Bucket Nut is one of the more civil things I get called when I'm fighting. And I was so chuffed the kid recognised me I strolled over, all casual like. I took my jacket off as I went so everyone could
see the size of my arms. I'm proud of my arms. A lot of time and trouble went into them. I'm not so proud of my belly but I wasn't going to show it off to anyone, was I? Not in the middle of the road, I wasn't. Not without getting paid.

‘Give us a hand, Eva,' Crystal said again.

‘You really Bucket Nut?' one of the kids asked.

‘What you think?' I said. ‘And watch yer mouth or I'll show yer.'

‘My dad says wrestling's all an act.'

‘Yeah?' I said, taking just one pace forwards. I could tell the kid was impressed. He took two paces backwards.

I was chuffed to buggery. This time last year no one knew me. Now I get recognised in the street. It goes to show I'm on my way.

‘My dad says wrestlers are about as much use as jelly doorknockers,' the kid said. ‘When it comes to real fighting …'

‘Tell you what,' I said, ‘you give me your dad's name and address, if you know it, and I'll see what he says when I push you through his letter box.'

Crystal said, ‘Why don't you stop posing and help me?'

She'd got Dawn sat up and she'd wiped her off a bit, but it would've taken an engine hoist to get her on her feet. She didn't have any bones in her legs. I've seen my ma in that state, and there's only one thing for it – the good old-fashioned fireman's lift. Which is what I did. Not for Dawn, mark you. She could go rotten in the road for all I cared. But Crystal and me have a history. We aren't mates – we never were, exactly, but we were in the same boat once or twice, and if she never did me any favours, she never did me any damage either. And that's as close as I get to having friends.

Crystal's room looked a lot like her stall. She didn't have furniture, it was more like her stock-room with a mattress in the middle. We laid Dawn out to snore and then Crystal went back to the market, and I went off to the yard.

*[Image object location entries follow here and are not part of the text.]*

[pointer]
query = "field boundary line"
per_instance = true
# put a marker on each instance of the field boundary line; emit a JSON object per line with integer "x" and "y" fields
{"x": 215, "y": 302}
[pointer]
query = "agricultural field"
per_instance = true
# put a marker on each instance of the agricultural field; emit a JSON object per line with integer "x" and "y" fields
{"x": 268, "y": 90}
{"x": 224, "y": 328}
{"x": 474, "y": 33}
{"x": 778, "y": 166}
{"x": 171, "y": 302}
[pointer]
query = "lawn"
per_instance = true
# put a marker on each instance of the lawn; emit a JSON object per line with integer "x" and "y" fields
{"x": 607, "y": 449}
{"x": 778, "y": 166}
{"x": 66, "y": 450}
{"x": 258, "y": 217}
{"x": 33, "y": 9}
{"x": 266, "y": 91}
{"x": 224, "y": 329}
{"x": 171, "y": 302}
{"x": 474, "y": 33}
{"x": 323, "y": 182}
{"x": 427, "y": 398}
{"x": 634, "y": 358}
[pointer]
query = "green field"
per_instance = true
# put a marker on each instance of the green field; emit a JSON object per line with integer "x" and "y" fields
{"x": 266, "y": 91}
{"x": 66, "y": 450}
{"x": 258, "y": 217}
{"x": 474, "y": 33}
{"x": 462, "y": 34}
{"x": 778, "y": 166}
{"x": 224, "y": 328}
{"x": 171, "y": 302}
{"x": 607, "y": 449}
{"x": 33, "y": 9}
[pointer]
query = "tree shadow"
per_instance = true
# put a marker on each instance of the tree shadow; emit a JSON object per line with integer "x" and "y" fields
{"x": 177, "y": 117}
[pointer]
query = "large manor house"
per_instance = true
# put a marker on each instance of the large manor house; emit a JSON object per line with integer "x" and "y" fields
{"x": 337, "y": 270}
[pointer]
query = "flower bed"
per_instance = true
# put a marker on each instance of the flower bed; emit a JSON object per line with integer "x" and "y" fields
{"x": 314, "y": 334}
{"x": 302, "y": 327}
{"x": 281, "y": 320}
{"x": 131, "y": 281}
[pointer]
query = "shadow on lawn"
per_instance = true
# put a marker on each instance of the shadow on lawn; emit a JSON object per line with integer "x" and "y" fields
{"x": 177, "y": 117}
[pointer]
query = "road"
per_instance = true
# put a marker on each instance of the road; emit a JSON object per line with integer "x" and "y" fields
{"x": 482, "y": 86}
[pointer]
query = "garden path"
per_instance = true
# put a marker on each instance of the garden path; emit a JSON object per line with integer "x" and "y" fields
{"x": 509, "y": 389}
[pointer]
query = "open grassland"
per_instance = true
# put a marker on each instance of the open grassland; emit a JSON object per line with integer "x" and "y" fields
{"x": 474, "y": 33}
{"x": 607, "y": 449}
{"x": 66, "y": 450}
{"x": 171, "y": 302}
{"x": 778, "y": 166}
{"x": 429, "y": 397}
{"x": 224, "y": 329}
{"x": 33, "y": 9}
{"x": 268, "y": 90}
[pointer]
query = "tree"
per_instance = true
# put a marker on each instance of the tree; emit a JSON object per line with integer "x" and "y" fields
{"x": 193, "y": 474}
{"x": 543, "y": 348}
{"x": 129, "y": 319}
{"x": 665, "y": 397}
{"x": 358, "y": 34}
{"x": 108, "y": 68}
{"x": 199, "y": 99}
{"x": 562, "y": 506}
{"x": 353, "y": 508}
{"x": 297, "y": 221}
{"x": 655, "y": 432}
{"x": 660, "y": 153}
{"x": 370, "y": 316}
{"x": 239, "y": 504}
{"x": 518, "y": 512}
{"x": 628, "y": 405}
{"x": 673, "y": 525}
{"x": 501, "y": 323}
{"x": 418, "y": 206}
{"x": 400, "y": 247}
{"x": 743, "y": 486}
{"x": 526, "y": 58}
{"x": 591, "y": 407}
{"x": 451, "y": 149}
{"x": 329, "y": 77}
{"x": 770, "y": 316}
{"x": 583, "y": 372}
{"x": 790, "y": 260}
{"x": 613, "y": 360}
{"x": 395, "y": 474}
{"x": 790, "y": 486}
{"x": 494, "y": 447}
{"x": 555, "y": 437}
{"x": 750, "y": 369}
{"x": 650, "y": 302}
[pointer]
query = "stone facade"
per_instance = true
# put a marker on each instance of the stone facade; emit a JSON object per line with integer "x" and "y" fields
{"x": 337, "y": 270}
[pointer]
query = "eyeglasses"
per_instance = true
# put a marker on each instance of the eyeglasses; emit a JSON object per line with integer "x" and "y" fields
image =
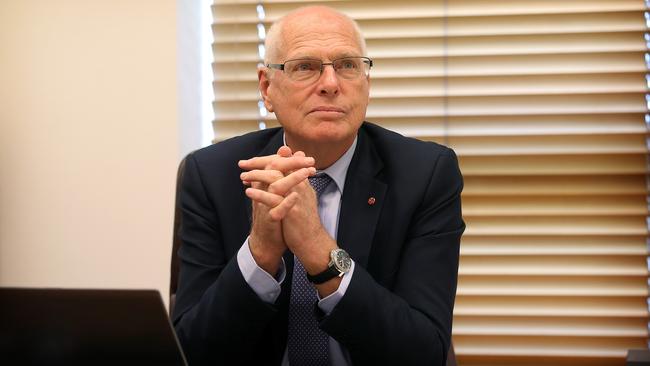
{"x": 309, "y": 70}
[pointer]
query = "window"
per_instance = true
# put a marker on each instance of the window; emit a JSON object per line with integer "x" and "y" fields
{"x": 545, "y": 101}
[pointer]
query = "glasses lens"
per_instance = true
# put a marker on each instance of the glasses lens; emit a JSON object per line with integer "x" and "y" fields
{"x": 301, "y": 70}
{"x": 351, "y": 68}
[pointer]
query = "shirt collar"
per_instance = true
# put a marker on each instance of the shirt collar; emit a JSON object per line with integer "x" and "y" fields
{"x": 339, "y": 169}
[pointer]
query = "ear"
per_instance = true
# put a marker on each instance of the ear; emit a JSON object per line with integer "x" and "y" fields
{"x": 263, "y": 84}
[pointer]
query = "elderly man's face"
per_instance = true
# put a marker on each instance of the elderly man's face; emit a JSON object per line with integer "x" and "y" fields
{"x": 329, "y": 109}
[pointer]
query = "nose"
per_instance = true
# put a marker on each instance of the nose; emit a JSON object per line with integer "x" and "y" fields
{"x": 329, "y": 81}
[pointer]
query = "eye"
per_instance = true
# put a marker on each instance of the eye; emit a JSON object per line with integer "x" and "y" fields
{"x": 348, "y": 64}
{"x": 302, "y": 66}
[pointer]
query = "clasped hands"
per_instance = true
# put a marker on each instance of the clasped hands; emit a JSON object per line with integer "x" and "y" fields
{"x": 285, "y": 211}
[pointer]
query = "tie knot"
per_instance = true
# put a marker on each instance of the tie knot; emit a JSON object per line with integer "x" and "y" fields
{"x": 319, "y": 183}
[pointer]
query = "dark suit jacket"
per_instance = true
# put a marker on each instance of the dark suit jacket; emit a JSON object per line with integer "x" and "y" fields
{"x": 398, "y": 307}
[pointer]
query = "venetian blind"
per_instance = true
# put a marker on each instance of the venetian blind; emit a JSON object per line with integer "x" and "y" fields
{"x": 545, "y": 103}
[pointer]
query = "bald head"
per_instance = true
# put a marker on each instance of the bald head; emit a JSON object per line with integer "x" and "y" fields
{"x": 275, "y": 38}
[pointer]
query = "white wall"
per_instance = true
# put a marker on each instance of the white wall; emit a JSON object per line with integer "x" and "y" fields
{"x": 88, "y": 142}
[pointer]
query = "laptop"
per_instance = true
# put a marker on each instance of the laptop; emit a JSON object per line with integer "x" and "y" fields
{"x": 50, "y": 326}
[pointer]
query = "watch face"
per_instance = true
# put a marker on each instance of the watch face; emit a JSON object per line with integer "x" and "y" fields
{"x": 341, "y": 260}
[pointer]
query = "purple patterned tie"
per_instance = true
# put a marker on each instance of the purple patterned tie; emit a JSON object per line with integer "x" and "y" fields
{"x": 307, "y": 344}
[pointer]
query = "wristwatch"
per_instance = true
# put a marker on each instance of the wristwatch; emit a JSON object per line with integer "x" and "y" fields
{"x": 339, "y": 265}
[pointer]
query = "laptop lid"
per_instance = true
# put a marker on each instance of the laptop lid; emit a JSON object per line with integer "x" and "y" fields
{"x": 48, "y": 326}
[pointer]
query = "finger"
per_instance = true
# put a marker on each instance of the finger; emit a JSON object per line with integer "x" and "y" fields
{"x": 268, "y": 199}
{"x": 263, "y": 176}
{"x": 291, "y": 163}
{"x": 275, "y": 162}
{"x": 282, "y": 186}
{"x": 278, "y": 212}
{"x": 284, "y": 151}
{"x": 258, "y": 162}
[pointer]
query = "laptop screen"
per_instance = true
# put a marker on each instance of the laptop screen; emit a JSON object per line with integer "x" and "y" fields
{"x": 89, "y": 327}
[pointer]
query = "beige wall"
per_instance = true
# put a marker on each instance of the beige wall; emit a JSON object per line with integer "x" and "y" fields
{"x": 88, "y": 142}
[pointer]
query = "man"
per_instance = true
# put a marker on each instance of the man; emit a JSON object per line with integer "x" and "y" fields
{"x": 330, "y": 241}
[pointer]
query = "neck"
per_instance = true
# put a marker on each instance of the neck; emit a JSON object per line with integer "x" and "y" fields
{"x": 325, "y": 153}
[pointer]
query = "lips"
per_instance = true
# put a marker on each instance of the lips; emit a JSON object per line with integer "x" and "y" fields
{"x": 327, "y": 109}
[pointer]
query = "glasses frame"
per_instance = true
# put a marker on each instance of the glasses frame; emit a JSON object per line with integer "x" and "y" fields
{"x": 366, "y": 60}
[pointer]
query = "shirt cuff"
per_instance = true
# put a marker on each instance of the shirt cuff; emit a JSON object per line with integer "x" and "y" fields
{"x": 328, "y": 303}
{"x": 263, "y": 284}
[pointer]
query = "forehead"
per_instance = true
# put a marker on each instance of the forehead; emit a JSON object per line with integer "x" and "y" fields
{"x": 325, "y": 36}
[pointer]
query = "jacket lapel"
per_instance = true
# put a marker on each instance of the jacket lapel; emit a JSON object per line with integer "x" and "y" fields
{"x": 362, "y": 201}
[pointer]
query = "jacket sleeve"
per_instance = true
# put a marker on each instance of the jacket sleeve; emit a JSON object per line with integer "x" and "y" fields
{"x": 410, "y": 323}
{"x": 216, "y": 314}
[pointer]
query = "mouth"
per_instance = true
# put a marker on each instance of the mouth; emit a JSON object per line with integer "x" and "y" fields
{"x": 324, "y": 109}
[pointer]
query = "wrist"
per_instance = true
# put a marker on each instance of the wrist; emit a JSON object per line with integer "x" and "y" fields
{"x": 267, "y": 259}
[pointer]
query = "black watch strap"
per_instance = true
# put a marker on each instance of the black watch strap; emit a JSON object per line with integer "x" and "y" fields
{"x": 324, "y": 276}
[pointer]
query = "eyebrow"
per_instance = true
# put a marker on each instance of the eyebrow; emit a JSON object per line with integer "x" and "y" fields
{"x": 306, "y": 57}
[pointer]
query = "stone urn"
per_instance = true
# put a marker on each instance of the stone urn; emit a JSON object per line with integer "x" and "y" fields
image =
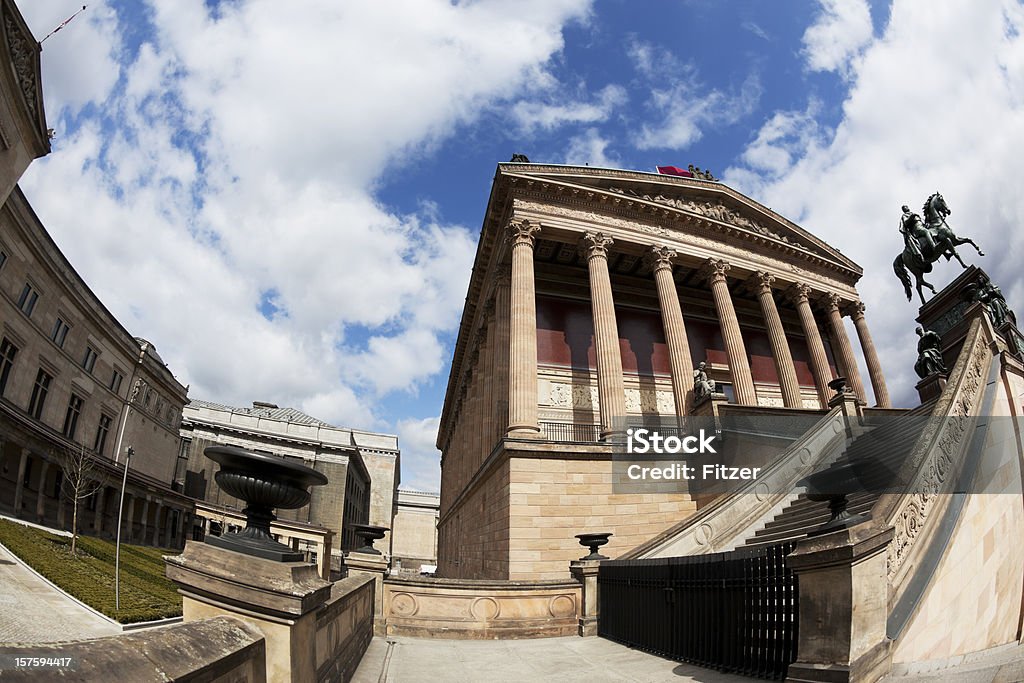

That's where I live – a breaker's yard. And if you think that's funny, ask yourself, do
you
get paid to live where you live? If you're the one with a landlord or a mortgage don't you sneer at me. I get
my accommodation free. It goes with the job. Because that's the other thing I do besides the wrestling – I mind the yard at night. So if you fancy a few spares or plant, and if you don't fancy paying for it, it's me and my dogs you have to deal with. You won't find it easy, let me tell you. Me and Ramses and Lineker have practically a clean sheet where thieving is concerned. We may not be pretty, but we're bleeding effective, and between us we can pack a lot of muscle and make a lot of noise.

So that night, after all the men had gone home, I locked up the yard, as always, and I let out the dogs, and we did a tour of the property. I'm supposed to be there all night, but sometimes there are other things to do. It depends who pays best. But so long as I'm back in time to feed the dogs and open up, who's to know?

Tonight I was going to see The Enemy. She thinks she's so sharp and in control and she's just waiting to catch me at it. At what? Who bleeding knows? There are some people like that, and they're all polizei of one breed or another.

That's right, The Enemy is a lady cop. She says she isn't any more, but I say, once a copper always a copper. You can't clean it off like shit on your shoes.

The sign on the door says ‘Lee-Schiller'. Lee is The Enemy, Mr Schiller is her partner. He's an old geezer, and the secretary is an old bird. The Enemy runs a day-care centre for wrinklies. Which is why she needs me for stuff that can't be done by someone in a walking frame.